The rhythm you choose depends on the horse, jump height, and questions being asked on the course. For example, the rhythm for a smaller course will be slower than the one used for a bigger course and a more technical course may require more adjustability than a more straightforward course. Horses or ponies that are less athletic are also likely to need slightly faster rhythms to jump the same sized course as a more athletic horse.

The track

As mentioned in the introduction, the other element of creating the take-off stride is the route to the fence. Taking the route that allows you to give your horse the straightest approach is always going to be optimal, and you want to be heading for the middle of the jump each time. In a jump-off that is tight for time, this is a little unrealistic, but while you get your ‘eye in’ and learn about distances, it is a good idea to ‘set yourself up for success by taking a clean line into the fence.

The exercise

A great low-impact way of practicing the concepts of the approach is to set up two poles or small jumps in a bending line with 20 metres from centre to centre. 
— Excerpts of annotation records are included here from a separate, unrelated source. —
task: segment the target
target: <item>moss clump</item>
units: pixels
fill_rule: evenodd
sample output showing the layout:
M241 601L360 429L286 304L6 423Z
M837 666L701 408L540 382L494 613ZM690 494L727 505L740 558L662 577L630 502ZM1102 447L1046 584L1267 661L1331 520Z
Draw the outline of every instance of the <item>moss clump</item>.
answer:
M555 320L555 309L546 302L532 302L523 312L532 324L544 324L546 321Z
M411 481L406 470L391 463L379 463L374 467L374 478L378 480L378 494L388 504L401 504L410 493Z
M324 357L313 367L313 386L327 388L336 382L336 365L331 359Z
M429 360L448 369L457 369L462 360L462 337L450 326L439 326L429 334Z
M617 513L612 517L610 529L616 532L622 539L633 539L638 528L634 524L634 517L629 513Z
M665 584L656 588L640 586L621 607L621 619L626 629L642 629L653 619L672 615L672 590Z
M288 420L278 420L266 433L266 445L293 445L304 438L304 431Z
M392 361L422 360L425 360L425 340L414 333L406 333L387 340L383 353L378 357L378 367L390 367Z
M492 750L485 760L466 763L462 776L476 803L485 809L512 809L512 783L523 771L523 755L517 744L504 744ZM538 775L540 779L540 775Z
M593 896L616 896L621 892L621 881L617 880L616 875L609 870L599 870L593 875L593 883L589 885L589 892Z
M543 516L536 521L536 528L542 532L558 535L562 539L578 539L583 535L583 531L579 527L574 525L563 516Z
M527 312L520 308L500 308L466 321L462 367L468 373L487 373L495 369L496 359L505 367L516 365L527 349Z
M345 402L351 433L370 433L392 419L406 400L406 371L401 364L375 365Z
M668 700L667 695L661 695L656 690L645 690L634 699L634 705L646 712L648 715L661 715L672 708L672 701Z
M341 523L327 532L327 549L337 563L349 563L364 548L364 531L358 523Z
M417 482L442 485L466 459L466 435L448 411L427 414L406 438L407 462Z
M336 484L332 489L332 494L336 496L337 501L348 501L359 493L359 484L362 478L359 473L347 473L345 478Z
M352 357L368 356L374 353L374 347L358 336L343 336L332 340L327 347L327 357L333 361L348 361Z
Once you have warmed up, use an energetic rhythm to canter through the bending line, finding the track that perpendicularly intersects each pole at the centre, counting your strides. The number of strides you just did in the line is what you should use as your ‘original number.’ 

Your next goal will be to do your original number plus one stride. Evaluate your track and quality of canter from the first time you rode the line and think critically about which you will change to add a stride successfully. If you were very careful in your track, you likely wouldn’t have much to change except a slower rhythm with more balancing half-halts. 

The next task is to do your original number minus one stride. This can be done by riding each pole at an angle, eliminating the stride in the middle of the line previously used to turn. Rhythm can be adjusted by speeding up the canter and increasing the length of stride, while a few well-timed balancing half-halts will ensure your horse is not barreling along on the forehand and pulling you through the exercise. 

Be sure to practice this exercise equally in both directions, noticing if one lead is more challenging than the other. The more you practice, the more you will understand how to use track, rhythm, and balance to benefit each horse you ride. 

Final thoughts

Once you have worked on the track and quality of the canter, understanding where your horse will take off is much easier. This exercise helps you to become more in tune with your horse so that each stride becomes predictable for you. 

Furthermore, your horse will be better able to deal with the fence in front of him when there is a straight, well-planned approach and a balanced rhythmic canter. As his weight is already shifted to his hind end, he will be more adjustable on the approach to the jump. He will also be more likely to push off with strength in his hindquarters and round his back, creating a better jumping effort. With all of these elements controlled, arriving at a workable take-off spot becomes much simpler.